I know this will sound a little weird, but what guidelines do you guys have for moving past/on quickly? I do ntmean getting back in a relationship, but things that you do or should do to "normalize" you after a long term relationship.
_Posted via Mobile Device_


----------



## Frostflower (Jul 22, 2012)

mattyjman said:


> Oh yes... im nervous about dating again... but its not going to happen right awqy for sure ... i need some me time to do more exploration and understanding of myself. Ive never been without someone, so i think sone alone time will give me some much needed opportunities to explore who i am WITHOUT someone else by my side.
> 
> I know this will sound a little weird, but what guidelines do you guys have for moving past/on quickly? I do ntmean getting back in a relationship, but things that you do or should do to "normalize" you after a long term relationship.
> _Posted via Mobile Device_


Don't know that I can really answer that.

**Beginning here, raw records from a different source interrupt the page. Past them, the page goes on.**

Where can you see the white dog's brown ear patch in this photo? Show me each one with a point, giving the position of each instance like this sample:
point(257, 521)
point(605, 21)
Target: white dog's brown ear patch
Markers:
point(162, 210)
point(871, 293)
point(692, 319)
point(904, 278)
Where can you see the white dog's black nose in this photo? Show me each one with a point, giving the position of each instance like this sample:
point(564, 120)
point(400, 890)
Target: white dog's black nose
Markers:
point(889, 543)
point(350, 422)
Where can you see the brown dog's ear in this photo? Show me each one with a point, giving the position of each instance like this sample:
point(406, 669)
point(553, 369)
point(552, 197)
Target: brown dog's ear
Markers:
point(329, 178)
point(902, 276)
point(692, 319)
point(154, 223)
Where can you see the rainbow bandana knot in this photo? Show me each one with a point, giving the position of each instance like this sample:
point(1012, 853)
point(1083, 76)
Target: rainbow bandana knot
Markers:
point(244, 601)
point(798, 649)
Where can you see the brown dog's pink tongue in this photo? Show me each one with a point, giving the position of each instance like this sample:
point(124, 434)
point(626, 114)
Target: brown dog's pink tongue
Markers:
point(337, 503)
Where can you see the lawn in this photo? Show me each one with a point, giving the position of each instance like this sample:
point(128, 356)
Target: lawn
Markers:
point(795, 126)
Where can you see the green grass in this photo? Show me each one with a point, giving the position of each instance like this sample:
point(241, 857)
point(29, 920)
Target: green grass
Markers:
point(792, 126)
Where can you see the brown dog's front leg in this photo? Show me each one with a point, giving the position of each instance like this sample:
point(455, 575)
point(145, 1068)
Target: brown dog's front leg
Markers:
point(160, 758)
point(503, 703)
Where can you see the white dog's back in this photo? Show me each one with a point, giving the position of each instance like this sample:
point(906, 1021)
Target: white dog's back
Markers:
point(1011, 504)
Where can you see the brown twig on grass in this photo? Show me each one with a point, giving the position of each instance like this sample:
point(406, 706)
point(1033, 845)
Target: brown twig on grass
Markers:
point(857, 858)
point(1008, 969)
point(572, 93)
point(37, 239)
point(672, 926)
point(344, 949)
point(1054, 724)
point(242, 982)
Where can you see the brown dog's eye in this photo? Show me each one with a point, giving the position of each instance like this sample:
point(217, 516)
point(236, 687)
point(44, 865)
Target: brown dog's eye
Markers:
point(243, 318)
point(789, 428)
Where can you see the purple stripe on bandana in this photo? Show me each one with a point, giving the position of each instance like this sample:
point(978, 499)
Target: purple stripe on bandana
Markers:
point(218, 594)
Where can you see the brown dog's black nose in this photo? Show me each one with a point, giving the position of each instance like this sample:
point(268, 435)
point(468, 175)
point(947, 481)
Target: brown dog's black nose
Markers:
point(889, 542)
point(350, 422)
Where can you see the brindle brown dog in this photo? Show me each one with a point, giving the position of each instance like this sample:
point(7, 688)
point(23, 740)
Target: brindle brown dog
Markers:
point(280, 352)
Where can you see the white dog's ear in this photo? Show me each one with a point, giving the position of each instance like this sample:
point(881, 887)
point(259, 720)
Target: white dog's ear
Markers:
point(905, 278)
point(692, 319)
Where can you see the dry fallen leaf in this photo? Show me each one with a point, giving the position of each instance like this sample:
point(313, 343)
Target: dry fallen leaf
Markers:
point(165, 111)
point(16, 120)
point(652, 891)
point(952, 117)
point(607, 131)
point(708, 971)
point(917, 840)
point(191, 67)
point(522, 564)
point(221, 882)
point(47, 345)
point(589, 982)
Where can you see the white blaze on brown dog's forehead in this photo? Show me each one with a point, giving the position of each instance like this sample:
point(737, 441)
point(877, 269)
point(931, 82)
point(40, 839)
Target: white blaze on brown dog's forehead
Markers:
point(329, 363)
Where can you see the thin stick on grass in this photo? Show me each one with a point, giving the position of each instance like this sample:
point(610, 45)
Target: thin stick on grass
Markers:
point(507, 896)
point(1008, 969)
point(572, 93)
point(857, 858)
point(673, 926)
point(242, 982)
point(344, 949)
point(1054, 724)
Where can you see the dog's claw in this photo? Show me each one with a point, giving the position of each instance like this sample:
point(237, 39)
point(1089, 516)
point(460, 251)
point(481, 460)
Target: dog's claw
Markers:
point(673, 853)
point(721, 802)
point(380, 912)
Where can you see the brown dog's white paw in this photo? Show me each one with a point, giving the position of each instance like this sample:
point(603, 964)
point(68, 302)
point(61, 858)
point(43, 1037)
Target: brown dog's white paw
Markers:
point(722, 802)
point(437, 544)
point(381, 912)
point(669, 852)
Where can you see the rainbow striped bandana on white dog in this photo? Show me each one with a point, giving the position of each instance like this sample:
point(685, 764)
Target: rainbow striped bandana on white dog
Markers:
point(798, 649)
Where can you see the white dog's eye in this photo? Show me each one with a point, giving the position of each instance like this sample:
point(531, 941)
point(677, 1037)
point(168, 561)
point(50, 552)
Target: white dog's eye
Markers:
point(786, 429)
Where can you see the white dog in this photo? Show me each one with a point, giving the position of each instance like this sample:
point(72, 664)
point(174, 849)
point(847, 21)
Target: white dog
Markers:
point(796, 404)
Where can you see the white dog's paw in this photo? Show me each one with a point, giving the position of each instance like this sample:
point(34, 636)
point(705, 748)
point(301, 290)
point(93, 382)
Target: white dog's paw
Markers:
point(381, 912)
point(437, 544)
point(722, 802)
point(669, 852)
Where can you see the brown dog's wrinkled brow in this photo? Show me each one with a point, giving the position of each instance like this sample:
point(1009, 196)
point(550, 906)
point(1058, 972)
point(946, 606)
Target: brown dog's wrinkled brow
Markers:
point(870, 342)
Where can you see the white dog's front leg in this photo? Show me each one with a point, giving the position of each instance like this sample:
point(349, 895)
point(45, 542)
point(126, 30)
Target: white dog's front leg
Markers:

When school was in, going to work helped keep things somewhat normal. Now that's out for the summer, catching up on stuff around the house helps, but not as much. Seeing friends helps although I don't do enough of that. I started doing a hobby I enjoy that I hadn't done for years. That helps while I'm doing it. 

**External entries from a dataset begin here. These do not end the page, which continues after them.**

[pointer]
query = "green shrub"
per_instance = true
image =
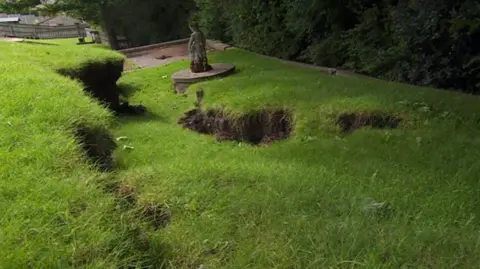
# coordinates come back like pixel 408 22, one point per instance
pixel 424 42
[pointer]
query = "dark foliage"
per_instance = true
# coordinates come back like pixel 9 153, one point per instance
pixel 423 42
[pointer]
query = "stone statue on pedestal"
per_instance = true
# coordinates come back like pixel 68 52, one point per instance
pixel 197 48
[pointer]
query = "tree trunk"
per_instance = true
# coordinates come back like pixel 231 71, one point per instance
pixel 107 25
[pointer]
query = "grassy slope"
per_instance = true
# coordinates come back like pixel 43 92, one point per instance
pixel 53 212
pixel 299 203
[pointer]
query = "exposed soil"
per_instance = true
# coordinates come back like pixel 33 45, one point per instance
pixel 100 80
pixel 349 122
pixel 259 127
pixel 98 145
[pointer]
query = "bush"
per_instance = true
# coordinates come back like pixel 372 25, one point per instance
pixel 424 42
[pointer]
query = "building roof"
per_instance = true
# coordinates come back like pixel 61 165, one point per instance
pixel 10 19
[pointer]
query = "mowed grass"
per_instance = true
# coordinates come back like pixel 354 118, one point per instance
pixel 54 210
pixel 307 202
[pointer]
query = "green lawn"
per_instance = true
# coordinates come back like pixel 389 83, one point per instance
pixel 54 212
pixel 303 203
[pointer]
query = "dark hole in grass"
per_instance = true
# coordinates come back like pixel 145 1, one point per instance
pixel 38 43
pixel 258 127
pixel 100 80
pixel 98 145
pixel 158 216
pixel 352 121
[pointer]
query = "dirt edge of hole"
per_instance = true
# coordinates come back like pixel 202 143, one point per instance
pixel 257 127
pixel 351 121
pixel 98 145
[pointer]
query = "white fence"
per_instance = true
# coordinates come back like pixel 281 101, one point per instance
pixel 41 31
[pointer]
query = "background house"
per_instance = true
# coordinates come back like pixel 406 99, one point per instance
pixel 39 20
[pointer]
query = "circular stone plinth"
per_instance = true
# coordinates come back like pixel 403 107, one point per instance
pixel 183 78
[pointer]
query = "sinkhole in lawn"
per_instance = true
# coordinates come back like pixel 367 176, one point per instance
pixel 349 122
pixel 257 127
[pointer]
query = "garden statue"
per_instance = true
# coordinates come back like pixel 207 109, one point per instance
pixel 197 49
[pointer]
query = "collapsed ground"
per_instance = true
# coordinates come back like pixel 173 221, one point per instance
pixel 330 195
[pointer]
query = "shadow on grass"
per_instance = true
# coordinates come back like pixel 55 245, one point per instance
pixel 38 43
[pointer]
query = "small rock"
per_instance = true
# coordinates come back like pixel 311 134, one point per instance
pixel 377 209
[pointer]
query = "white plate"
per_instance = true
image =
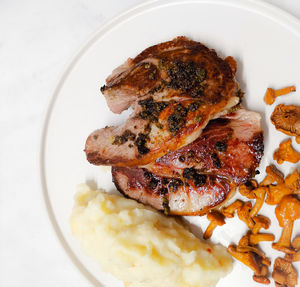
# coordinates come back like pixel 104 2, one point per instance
pixel 264 40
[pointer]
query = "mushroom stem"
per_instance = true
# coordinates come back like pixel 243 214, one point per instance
pixel 256 238
pixel 260 196
pixel 285 239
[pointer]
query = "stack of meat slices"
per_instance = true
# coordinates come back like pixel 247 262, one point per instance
pixel 188 143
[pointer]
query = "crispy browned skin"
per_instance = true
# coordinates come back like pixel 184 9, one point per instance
pixel 190 86
pixel 181 64
pixel 173 196
pixel 201 175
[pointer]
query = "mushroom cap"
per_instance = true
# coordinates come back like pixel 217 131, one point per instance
pixel 287 210
pixel 276 193
pixel 287 119
pixel 217 217
pixel 269 96
pixel 262 221
pixel 284 272
pixel 273 175
pixel 293 180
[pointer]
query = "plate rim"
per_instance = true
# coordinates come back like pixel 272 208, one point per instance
pixel 259 6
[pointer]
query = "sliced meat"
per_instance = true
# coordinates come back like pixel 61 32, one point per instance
pixel 201 175
pixel 175 88
pixel 155 128
pixel 231 146
pixel 183 65
pixel 194 196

I think the only thing that will really help is time. And I think that eventually 'normal' will look different than it did before.


----------



## frigginlost (Oct 5, 2011)

mattyjman said:


> I know this will sound a little weird, but what guidelines do you guys have for moving past/on quickly? I do ntmean getting back in a relationship, but things that you do or should do to "normalize" you after a long term relationship.
> _Posted via Mobile Device_


Why move on quickly? -- There is nothing "normal" after a long term relationship. You're gonna learn things about yourself and that is going to take time. If you ignore this part of the process by trying to move on to quickly, you may find yourself in a worse place.

Don't rush things.


----------



## mattyjman (Jun 6, 2012)

^ move on in terms of dealing with grief, pain of loss, etc... even though i'm pushing for divorce (well, it's mutual i guess) I am under no illusions that i will have a time where i miss her, want her back, etc... me head says this is a good decision, but my heart doesn't quite agree. so moving past that point... this is what i anticipate my struggle being..

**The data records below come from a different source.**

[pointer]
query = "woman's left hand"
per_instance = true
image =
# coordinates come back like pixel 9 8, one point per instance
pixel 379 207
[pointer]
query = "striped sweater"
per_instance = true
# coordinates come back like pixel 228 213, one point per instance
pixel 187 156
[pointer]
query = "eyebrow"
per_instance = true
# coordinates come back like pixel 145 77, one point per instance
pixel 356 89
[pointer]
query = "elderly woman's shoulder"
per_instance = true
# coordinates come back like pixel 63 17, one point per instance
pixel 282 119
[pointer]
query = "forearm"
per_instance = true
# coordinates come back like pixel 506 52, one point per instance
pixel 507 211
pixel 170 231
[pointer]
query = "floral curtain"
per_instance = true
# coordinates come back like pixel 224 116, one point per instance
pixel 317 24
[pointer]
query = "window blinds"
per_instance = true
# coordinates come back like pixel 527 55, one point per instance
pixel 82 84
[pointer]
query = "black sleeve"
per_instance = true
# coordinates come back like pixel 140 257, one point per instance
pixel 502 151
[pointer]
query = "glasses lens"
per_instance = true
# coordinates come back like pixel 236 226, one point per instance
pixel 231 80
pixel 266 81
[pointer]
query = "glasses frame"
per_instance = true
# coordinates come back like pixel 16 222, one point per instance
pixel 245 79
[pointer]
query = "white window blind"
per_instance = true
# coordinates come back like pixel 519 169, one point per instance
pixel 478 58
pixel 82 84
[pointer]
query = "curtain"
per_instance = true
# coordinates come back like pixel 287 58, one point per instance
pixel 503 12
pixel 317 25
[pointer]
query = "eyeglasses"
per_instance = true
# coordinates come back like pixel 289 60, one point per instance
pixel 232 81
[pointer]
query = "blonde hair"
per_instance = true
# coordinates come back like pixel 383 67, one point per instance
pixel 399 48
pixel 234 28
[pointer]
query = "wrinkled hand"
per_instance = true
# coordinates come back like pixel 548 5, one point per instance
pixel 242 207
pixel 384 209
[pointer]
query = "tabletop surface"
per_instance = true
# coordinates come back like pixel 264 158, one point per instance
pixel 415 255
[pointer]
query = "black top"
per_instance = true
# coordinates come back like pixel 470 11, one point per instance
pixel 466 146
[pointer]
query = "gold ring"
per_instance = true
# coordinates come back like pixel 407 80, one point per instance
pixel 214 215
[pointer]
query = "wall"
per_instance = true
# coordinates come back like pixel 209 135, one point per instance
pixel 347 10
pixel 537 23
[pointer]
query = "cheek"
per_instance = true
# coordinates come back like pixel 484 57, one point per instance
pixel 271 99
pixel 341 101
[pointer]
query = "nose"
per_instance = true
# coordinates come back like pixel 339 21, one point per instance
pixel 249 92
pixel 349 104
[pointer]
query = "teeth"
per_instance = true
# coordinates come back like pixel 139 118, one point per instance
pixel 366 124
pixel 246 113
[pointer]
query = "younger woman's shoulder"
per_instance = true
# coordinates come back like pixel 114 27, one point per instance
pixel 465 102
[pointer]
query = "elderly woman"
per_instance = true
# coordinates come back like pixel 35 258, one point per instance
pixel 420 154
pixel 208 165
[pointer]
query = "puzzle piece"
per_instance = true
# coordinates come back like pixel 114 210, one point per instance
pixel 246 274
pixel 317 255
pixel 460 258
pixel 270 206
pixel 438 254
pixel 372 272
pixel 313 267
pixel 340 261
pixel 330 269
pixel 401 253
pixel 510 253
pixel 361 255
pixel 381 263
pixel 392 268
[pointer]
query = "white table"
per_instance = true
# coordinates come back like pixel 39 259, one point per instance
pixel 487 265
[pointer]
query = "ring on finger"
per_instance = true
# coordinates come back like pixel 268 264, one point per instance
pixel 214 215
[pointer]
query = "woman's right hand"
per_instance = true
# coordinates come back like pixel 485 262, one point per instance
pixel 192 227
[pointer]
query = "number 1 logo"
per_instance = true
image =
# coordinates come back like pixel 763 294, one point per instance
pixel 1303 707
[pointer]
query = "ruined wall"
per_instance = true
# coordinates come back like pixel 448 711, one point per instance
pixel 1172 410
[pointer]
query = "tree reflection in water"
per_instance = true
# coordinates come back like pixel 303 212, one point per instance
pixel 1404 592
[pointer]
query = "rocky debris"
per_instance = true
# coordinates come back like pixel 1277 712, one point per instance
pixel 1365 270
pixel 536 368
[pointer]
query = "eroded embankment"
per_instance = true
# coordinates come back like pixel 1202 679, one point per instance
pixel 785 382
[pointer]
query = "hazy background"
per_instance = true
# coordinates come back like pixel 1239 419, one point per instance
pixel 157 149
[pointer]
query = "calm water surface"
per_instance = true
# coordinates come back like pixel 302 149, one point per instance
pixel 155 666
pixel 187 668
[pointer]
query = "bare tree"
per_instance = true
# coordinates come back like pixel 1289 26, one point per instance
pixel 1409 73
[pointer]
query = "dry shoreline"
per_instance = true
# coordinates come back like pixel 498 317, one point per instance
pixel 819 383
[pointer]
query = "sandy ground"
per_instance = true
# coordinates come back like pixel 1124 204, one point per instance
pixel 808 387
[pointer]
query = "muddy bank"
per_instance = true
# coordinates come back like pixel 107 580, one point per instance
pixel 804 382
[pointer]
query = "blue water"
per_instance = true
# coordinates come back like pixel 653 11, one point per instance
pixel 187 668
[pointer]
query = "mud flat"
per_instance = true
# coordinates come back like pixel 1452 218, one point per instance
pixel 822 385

i'm in no hurry to get shacked up again... not at all. so in terms of "moving on" in my question, it's not what you are suggesting.


----------



## Jojara (Aug 1, 2012)

After I divorced my kids father, I started going to an amazing class. It was taught by a team of psychologists about this very thing. 

Anyway, we learned that one of the steps people go through after a divorce is called, "come close but go away". Basically, you want to be close to someone, and push really hard for that intimacy and familiarity....then all of a sudden BAM...from out of nowhere you pull back. You start making excuses why its a bad idea, etc...kind of a self sabotage. It happens when you push too hard too soon to get into a relationship. Supposedly the relationships that follow a significant one need to be REALLY REALLY slow to develop- ease into things.

Dont know if this helps any....


----------



## Dadwithtwolittlegirls (Jul 23, 2012)

What was the reason for the break-up.. how old are you.. how long were you married, do you have any kids?


----------



## mattyjman (Jun 6, 2012)

^ no kids, we just can't come together on goals and we are virtually incompatible in pretty much every way, and been married for 6 years - I'll be 29 in a few weeks.


----------